41 Every year his parents went to Jerusalem for the Feast of the Passover. 42 When he was twelve years old, they went up to the Feast, according to the custom.


                When God gave his law to his people, one command was that the men of Israel were to travel to his holy city for certain annual feasts. These feasts were special times of worship that God’s people were not to neglect.


                Luke points out to us that Joseph and Mary were devout followers of God’s law. They went up to Jerusalem for the Passover celebration every year. Back in verse 39, we saw that they had done all that God’s law required when Jesus was born. Now we see them making the trip to Jerusalem a priority. Interestingly, Mary travels with Joseph on these trips. Women, according to most scholars, were not required to attend these events. For the whole family to make the trip shows that they were a family devoted to the worship of God.


                Next we learn that Jesus was with them when he was 12-years-old. This is not to say that this was Jesus’ first trip with Joseph and Mary to Jerusalem, but this was a significant one. Age 12 was very likely Jesus’ last year to be considered a child. He did not have to go to Jerusalem for Passover yet. But next year, when Jesus would be 13, he would be required to keep the law as a man in his society.

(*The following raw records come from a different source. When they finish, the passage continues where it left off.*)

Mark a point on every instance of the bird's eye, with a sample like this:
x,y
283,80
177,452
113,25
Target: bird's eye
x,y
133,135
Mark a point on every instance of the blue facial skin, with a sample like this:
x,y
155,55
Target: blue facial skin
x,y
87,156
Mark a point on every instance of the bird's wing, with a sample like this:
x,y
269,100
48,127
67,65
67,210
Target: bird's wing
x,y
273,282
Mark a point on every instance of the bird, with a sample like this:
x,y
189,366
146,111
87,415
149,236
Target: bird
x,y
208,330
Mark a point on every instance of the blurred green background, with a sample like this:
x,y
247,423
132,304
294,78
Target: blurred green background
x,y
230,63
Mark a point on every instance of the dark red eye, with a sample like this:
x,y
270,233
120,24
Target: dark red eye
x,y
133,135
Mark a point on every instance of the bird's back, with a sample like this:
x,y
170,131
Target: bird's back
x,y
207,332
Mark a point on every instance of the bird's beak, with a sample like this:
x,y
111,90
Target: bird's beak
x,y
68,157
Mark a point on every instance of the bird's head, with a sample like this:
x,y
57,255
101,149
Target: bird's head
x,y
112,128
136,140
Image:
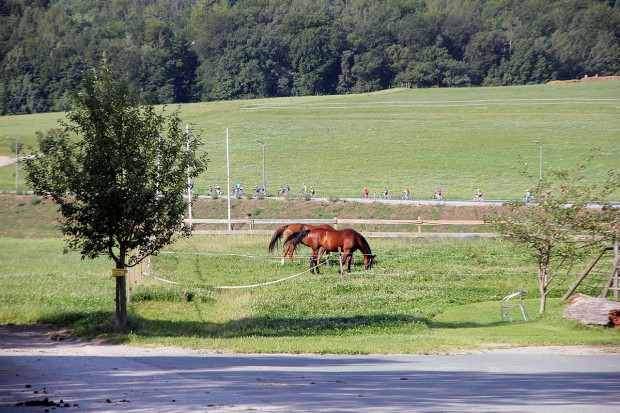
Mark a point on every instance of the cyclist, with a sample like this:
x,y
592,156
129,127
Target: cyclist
x,y
478,195
438,194
406,194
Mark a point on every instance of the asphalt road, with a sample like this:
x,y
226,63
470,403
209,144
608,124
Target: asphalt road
x,y
102,378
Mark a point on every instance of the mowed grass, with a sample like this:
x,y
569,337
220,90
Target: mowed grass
x,y
423,296
459,139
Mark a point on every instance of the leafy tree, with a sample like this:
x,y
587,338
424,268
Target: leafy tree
x,y
564,227
120,186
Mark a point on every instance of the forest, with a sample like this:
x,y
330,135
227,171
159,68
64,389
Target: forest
x,y
179,51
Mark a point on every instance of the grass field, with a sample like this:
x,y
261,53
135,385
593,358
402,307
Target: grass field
x,y
423,297
459,139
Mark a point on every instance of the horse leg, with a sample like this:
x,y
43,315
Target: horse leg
x,y
291,251
315,257
347,261
284,252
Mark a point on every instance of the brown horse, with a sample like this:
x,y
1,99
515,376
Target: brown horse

                Let’s stop right here for a moment and draw a point of application. We see something good and right being done and even commended in Scripture, so let’s try to apply it to our own lives and homes. Make worship a top priority.


                You have heard us say to you that, in our church, we are committed to three things. We worship Christ, we grow together in Christ, and we impact the world for Christ. This first point of application fits that first purpose. We, as the people of God, are committed to worshipping Christ, which means we love Jesus and live for his glory in all that we do.

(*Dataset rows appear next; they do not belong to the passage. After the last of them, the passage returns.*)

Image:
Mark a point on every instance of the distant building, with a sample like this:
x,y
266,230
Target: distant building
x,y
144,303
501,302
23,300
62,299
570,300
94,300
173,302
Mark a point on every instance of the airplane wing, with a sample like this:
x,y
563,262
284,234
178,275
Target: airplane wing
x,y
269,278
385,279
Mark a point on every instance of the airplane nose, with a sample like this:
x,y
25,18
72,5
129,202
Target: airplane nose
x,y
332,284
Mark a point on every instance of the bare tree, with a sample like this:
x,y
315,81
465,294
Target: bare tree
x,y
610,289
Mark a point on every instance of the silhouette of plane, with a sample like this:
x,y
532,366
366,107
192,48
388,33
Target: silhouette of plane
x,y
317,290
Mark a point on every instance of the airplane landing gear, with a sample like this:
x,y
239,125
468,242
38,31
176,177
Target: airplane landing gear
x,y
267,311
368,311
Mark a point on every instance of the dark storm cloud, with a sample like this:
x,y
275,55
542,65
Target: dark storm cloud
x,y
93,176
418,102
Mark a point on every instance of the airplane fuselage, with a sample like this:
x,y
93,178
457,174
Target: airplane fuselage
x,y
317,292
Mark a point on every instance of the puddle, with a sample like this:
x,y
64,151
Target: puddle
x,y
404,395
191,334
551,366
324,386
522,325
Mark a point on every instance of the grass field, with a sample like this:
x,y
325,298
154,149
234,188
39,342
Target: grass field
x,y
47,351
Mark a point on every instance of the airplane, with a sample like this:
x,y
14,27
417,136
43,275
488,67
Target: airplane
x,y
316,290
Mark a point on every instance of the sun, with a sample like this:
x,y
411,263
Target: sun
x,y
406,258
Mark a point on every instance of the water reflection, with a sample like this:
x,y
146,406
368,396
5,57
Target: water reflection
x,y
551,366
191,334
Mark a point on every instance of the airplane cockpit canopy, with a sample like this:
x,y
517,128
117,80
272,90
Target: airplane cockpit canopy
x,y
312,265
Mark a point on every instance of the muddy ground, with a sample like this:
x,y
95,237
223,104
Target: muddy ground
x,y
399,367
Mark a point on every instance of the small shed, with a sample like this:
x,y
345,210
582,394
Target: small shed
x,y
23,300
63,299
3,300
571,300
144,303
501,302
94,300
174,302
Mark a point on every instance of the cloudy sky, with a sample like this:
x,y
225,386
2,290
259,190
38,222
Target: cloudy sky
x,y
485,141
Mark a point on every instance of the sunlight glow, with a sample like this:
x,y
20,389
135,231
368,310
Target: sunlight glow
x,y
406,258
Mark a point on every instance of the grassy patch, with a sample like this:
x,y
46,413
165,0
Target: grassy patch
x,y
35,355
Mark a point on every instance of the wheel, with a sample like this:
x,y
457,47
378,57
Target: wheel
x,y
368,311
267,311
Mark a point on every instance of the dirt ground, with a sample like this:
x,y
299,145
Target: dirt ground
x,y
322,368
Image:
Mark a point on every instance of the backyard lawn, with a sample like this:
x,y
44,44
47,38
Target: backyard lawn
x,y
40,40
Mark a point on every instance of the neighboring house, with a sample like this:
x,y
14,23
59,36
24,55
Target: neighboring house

                Worship has a formal and an informal aspect to it. Whenever you do what you do and think what you think and avoid what you avoid for the glory of God, you participate in worship. Thus, you worship God and show him as glorious when you refuse a second dessert so as not to be a glutton. You worship Jesus when you tell your children a Bible story for God’s glory. You worship Jesus when you refuse to cheat on an exam in order not to disobey God’s commands.


                But we also know that worship has a formal aspect to it as well. Here on Sunday morning, we are gathered to worship. We, in an intentional way, participate in activities that demonstrate that God is our King and we are his subjects, that he is glorious, and that we are dependent on him. We pray together. We give our offerings, we sing. We hear God’s word read and taught. We respond to Gods’ word with joy and obedience and repentance. All of these are aspects of worship, and they are vital to the life of any believer.

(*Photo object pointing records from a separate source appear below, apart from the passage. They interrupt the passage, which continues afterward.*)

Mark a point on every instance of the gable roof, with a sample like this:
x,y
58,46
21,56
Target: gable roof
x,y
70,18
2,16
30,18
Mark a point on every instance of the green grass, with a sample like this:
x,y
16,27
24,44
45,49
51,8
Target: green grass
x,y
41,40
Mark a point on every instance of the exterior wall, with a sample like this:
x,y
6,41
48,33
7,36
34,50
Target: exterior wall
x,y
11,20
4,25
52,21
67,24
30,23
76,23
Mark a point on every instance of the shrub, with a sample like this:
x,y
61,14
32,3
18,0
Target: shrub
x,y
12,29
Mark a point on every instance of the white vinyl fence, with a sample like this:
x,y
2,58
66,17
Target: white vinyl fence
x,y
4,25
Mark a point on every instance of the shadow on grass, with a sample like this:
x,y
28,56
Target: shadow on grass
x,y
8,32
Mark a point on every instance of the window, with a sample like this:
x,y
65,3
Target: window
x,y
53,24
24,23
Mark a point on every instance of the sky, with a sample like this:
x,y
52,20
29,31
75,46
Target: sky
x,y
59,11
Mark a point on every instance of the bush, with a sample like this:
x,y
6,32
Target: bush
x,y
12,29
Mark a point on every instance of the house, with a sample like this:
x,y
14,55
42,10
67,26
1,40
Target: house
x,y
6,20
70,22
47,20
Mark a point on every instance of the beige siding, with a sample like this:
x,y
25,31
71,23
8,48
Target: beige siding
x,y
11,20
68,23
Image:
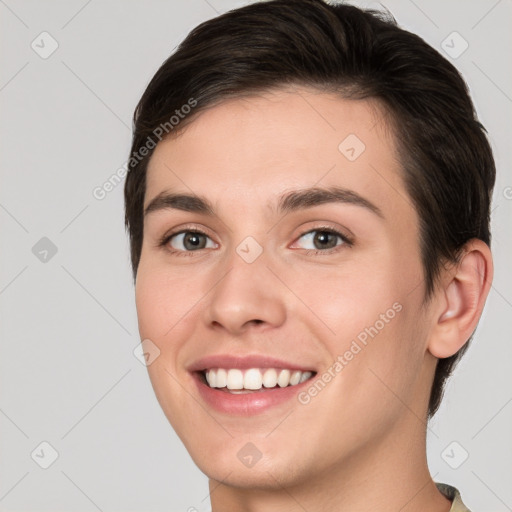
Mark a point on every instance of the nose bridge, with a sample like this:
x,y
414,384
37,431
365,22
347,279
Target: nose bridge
x,y
247,292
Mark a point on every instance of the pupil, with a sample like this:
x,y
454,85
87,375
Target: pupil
x,y
192,240
323,238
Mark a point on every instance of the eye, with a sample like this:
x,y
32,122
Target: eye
x,y
321,240
188,241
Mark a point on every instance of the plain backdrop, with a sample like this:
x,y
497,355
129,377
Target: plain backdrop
x,y
71,74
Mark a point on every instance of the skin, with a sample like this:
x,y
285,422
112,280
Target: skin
x,y
360,444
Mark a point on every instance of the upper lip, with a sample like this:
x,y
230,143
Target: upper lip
x,y
244,363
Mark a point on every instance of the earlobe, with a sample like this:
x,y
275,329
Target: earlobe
x,y
461,299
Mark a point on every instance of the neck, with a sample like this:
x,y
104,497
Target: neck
x,y
390,475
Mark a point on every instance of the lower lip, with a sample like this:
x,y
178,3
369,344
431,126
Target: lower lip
x,y
246,404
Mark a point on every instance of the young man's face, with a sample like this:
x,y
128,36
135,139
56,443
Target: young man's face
x,y
252,285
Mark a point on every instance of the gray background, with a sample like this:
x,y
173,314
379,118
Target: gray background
x,y
68,323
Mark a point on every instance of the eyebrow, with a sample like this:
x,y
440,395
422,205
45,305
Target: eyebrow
x,y
287,203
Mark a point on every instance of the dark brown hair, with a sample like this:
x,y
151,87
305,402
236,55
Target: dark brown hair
x,y
447,162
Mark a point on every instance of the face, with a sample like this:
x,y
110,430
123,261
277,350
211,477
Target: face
x,y
256,278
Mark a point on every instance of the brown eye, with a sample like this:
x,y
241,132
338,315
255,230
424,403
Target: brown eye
x,y
322,239
190,241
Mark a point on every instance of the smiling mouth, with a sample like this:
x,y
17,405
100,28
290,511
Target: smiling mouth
x,y
237,381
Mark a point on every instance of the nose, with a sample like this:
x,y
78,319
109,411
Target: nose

                If we are to learn from Joseph and Mary in this account, let us learn to make worship a top priority in our lives. Joseph and Mary made the trip to Jerusalem for a formal ceremony and festival of worship every year. Remember, this family was poor. They had to walk for three days to get to Jerusalem. They had small children, Jesus’ half-brothers and half-sisters. Nothing about this trip would have been easy for them, but Joseph and Mary made worship a priority.


                How about you? Do you make worship a priority? Is being together with the people of God to declare the glory of God a big deal to you? Do you feel like you have missed something important when you miss it? How big a thing has to come up for you to say to yourself that you can skip a week of formal worship?


                Let me add in something for the parents who are among us here. Joseph and Mary worshipped God and brought Jesus with them. Parents, it is vital that your children see you worship. I’m not saying that seeing you worship will guarantee your child’s salvation or even his or her good behavior. However, if you are going to call your children to have faith in Christ, you should be modeling for them what it means to worship Christ. They should see that you have joy in your salvation. They should see that you repent of sin. They should see that you give freely and cheerfully. They should see that you sing, even if your voice is not perfect, for the glory of the Lord who is above all. They should see that you value the preaching of God’s word and that your life changes because of what you hear. They should know, even if they can’t understand all that you are hearing or doing, that something special and very important happens when you worship your Savior. Make worship a top priority.